3. Analyze benefits – manhours, customer satisfaction, employee satisfaction, voice of the customer and any other metrics that you measure.
4. Advertise internally.
5. Iterate and cross-replicate wherever possible – across departments, verticals, projects, etc.
4. Awareness
During the initial stage, expect more greviances than actual ideas. Instead of neglecting these, educate the idea submitters. Show them examples of the ideas you’re looking for, give them relevant problem statements and ensure proper feedback is provided.
1. Educate about the ideation framework and structure.
2. Run contests, workshops and town halls.
3. Walk the talk – make this a talking point in your reviews and meetings.
4. Use visual content such as posters, videos and mailers to communicate.
5. Involve everyone from the senior leadership to front-line staff members.
5. Motivation
An employee-centric rewards and recognition program is crucial to disperse the culture of innovation. Show appreciation to the individual who submitted the idea, the team members of the project and the SMEs. Don’t reserve this for only the great ideas – appreciate every idea. Thank everyone for their contribution. Nobody has ever been hurt from extra appreciation.

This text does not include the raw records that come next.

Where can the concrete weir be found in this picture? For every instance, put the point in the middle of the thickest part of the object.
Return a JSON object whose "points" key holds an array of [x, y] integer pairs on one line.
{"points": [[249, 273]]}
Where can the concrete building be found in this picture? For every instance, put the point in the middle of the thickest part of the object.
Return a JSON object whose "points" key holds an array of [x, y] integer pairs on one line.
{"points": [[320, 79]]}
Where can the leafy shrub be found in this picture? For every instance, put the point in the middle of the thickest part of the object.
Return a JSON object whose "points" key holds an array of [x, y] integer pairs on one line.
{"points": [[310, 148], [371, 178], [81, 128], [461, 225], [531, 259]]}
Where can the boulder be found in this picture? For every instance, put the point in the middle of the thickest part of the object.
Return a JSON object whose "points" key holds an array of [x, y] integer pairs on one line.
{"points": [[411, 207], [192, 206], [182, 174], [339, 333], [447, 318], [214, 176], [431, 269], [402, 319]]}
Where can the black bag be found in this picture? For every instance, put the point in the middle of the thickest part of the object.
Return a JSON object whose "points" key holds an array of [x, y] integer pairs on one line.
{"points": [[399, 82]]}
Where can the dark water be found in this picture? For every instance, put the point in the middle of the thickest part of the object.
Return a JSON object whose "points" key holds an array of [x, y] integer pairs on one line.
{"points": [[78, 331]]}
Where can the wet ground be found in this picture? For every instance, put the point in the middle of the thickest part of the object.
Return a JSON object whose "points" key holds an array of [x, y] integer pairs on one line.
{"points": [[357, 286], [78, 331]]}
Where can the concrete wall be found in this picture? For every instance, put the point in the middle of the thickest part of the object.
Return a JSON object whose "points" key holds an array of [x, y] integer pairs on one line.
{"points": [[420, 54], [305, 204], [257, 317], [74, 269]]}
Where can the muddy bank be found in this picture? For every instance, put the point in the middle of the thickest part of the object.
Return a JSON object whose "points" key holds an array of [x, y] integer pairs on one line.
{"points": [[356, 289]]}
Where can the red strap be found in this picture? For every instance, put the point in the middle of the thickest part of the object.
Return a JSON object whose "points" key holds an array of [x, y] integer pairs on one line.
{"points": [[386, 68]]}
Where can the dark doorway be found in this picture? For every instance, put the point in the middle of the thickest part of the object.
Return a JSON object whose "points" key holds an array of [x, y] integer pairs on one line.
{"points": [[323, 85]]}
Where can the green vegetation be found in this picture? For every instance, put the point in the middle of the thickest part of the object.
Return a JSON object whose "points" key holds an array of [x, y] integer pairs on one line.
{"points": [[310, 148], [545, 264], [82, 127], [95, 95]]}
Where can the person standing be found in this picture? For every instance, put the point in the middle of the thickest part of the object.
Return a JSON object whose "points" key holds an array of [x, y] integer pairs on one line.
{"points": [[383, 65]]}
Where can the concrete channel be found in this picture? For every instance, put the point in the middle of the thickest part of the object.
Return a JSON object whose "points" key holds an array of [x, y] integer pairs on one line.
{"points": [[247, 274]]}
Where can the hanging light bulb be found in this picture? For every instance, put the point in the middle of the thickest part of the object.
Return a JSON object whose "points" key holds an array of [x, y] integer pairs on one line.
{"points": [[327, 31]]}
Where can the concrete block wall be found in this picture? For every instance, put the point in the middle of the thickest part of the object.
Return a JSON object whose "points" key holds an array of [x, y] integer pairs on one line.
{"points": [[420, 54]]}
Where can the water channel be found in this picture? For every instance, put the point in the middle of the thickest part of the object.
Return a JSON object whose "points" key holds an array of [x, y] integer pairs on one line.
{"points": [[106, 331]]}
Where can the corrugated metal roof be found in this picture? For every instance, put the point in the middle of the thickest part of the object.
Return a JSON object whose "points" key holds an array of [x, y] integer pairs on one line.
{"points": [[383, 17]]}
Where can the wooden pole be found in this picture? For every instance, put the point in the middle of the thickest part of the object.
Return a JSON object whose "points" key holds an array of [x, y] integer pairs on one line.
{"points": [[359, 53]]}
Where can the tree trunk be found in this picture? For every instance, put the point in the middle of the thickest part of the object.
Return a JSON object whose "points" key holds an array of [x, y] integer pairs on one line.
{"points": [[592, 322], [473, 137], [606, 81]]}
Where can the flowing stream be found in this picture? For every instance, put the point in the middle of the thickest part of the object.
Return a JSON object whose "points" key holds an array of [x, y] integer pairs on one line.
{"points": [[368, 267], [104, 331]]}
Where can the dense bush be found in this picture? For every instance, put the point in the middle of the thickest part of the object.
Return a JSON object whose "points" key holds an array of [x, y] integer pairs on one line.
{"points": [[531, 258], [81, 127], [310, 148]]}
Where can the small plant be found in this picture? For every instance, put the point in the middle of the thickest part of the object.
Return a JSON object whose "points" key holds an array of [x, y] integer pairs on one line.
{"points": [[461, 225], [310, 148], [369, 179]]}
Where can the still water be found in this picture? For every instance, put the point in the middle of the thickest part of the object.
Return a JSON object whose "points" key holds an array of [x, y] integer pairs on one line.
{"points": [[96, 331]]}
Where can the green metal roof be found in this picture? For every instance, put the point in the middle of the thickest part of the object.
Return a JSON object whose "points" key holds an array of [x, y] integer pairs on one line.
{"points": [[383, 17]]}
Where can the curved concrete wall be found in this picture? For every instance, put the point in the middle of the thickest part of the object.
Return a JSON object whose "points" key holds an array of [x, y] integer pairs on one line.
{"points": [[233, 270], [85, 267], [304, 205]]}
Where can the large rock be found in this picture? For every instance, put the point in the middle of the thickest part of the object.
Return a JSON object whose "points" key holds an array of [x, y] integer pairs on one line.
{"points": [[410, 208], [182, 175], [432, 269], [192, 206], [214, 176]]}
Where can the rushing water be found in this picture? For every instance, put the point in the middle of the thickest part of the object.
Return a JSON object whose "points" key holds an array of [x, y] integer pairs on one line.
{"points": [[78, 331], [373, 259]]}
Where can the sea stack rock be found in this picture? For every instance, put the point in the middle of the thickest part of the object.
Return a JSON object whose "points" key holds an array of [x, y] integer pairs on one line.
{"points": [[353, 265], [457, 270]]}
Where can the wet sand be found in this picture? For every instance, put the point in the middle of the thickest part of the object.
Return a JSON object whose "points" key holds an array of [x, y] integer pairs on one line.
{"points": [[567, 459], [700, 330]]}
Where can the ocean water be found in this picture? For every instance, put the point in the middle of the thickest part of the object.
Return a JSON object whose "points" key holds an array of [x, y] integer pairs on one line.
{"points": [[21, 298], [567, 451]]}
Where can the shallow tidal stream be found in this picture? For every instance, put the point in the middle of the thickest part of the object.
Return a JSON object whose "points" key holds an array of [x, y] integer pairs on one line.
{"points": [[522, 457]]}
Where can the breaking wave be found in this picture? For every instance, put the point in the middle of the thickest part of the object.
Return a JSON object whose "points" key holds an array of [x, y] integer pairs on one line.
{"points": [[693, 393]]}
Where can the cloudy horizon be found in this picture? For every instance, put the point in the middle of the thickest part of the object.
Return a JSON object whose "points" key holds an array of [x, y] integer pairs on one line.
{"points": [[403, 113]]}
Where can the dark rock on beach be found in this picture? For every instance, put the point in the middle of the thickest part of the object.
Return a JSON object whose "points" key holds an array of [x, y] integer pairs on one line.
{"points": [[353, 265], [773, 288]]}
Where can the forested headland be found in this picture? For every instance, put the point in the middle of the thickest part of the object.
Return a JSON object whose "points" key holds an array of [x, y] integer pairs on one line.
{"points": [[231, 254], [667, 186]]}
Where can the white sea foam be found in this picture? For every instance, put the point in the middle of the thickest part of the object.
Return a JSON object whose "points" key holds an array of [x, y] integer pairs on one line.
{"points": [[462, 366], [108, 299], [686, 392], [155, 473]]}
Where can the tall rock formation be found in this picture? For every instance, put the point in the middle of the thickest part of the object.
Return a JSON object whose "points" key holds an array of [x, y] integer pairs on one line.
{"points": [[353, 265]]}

1. Reward top ideas across categories and departments.
2. Identify, nurture, coach and appreciate the best innovation SMEs across departments.
3. Thank everyone who contributes.
Phases of the Ideation Framework
This model may seem simple to implement but once you get started you will find this is much harder than it looks. You will not find immediate success. There will be a large group of employees who will not see the value in ideation. This change, therefore, needs to be managed carefully in the phases shown in the table below.
Phases of the Ideation Process | ||||
Stage Number | Stage | Focus On | Expected Outcome | Pace |
1 | Cultural shift | Awareness and culture | Quantity of ideas | Slow |
2 | Implement | Execution of good ideas | Quality of ideas | Fast |
3 | Feedback | Celebrating success stories | Motivation | Moderate |
You will start seeing results once:
◉ You’ve established a strong ideation framework wherein an idea flows smoothly from one stage to another.
◉ The submitter receives frequent updates, is involved in the innovation process and recognized for their efforts.
Ideation is not only about generating ideas but also how well you execute, nurture, educate and replicate. It’s not a destination – it’s a journey.